ELTV SATU ||| JAKARTA – Dalam lembar panjang sejarah Indonesia, ada bab yang sering dibaca sepintas lalu yakni perjuangan para kiai dan santri dalam merebut serta mempertahankan kemerdekaan bangsa. Mereka bukan hanya pengajar ngaji atau penjaga surau; mereka adalah pejuang dengan semangat jihad fi sabilillah, yang memadukan cinta tanah air dengan keyakinan spiritual yang mendalam.
Ketika peluru menyalak di Surabaya, ketika darah tumpah di pesantren-pesantren Jawa Timur dan Jawa Tengah, para kiai tidak bersembunyi di balik kitab. Mereka turun ke medan laga, menyeru santrinya untuk ikut berjuang. Fatwa Resolusi Jihad 22 Oktober 1945 dari KH. Hasyim Asy’ari bukan hanya seruan politik, tapi panggilan iman: mempertahankan tanah air dari penjajahan adalah bagian dari kewajiban agama—“Hubbul Wathan Minal Iman”.
Namun kini, di tengah riuhnya dunia digital, kita seakan rela lupa demi berita. Layar-layar ponsel dipenuhi sensasi dan kontroversi, sementara nama-nama pejuang bersarung jarang disinggung.

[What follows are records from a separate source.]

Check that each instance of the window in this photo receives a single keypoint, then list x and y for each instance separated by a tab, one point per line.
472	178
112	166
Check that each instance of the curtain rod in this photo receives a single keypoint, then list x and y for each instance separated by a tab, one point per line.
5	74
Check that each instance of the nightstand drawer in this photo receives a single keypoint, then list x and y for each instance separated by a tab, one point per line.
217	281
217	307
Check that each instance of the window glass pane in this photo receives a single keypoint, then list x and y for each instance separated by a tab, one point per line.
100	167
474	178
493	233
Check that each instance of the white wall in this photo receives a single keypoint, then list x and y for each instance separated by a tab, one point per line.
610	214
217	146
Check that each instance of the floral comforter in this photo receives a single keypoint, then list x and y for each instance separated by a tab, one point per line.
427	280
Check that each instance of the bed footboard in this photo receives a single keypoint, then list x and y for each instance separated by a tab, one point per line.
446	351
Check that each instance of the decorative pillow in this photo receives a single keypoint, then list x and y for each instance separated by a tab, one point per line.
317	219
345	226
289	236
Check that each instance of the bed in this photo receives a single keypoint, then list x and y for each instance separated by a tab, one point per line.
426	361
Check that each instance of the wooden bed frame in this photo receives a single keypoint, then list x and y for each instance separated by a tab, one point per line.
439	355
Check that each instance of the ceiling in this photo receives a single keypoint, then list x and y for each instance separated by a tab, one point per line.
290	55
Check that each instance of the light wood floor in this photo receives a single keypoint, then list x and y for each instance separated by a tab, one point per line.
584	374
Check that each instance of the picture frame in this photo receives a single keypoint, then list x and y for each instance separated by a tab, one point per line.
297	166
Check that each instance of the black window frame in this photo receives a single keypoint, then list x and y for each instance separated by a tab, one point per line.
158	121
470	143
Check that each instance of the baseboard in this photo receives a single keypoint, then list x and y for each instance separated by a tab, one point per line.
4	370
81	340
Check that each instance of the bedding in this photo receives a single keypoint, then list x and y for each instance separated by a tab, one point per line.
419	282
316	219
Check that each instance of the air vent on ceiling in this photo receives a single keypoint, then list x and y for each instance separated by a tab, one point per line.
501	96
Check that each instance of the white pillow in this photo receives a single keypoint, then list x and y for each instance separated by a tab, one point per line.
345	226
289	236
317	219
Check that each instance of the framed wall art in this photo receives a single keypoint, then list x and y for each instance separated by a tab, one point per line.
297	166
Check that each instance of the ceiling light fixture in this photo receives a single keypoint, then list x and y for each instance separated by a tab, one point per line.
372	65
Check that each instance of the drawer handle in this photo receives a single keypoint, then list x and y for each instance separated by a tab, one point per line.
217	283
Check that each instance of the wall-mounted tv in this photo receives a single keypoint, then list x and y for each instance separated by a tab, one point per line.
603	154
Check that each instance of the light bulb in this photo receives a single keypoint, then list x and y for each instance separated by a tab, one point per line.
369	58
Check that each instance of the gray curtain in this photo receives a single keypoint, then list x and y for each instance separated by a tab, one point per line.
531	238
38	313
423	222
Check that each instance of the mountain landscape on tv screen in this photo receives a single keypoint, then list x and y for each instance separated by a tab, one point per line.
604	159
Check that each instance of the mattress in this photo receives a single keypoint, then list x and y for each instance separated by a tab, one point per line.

Perjuangan mereka yang dulu membasahi bumi dengan darah dan doa, kini hanya menjadi potongan paragraf di buku sejarah sekolah.
Kita lupa bahwa kemerdekaan bukan hadiah, tetapi hasil pengorbanan. Di balik kibaran merah putih, ada santri yang gugur tanpa nama; ada kiai yang disiksa, diasingkan, bahkan dibunuh karena mempertahankan harga diri bangsa. Mereka tidak meminta balas jasa, hanya berharap generasi setelahnya menjaga marwah kemerdekaan dan moral bangsa.
Hari ini, sudah selayaknya kita berhenti sejenak dari hiruk-pikuk berita yang melenakan. Mari kita kenang kembali para kiai dan santri pejuang, bukan sekadar dalam seremoni, tetapi dalam perilaku—dengan menegakkan nilai kejujuran, kesederhanaan, dan keberanian seperti mereka dulu.
Karena jika kita terus lupa, pengorbanan mereka akan benar-benar mati—bukan di medan perang, tetapi di dalam ingatan kita sendiri.
Kini, tugas kita adalah melanjutkan perjuangan itu—dengan ilmu, akhlak, dan cinta tanah air—agar Indonesia tetap berdiri tegak, bermartabat, dan diberkahi oleh Allah SWT.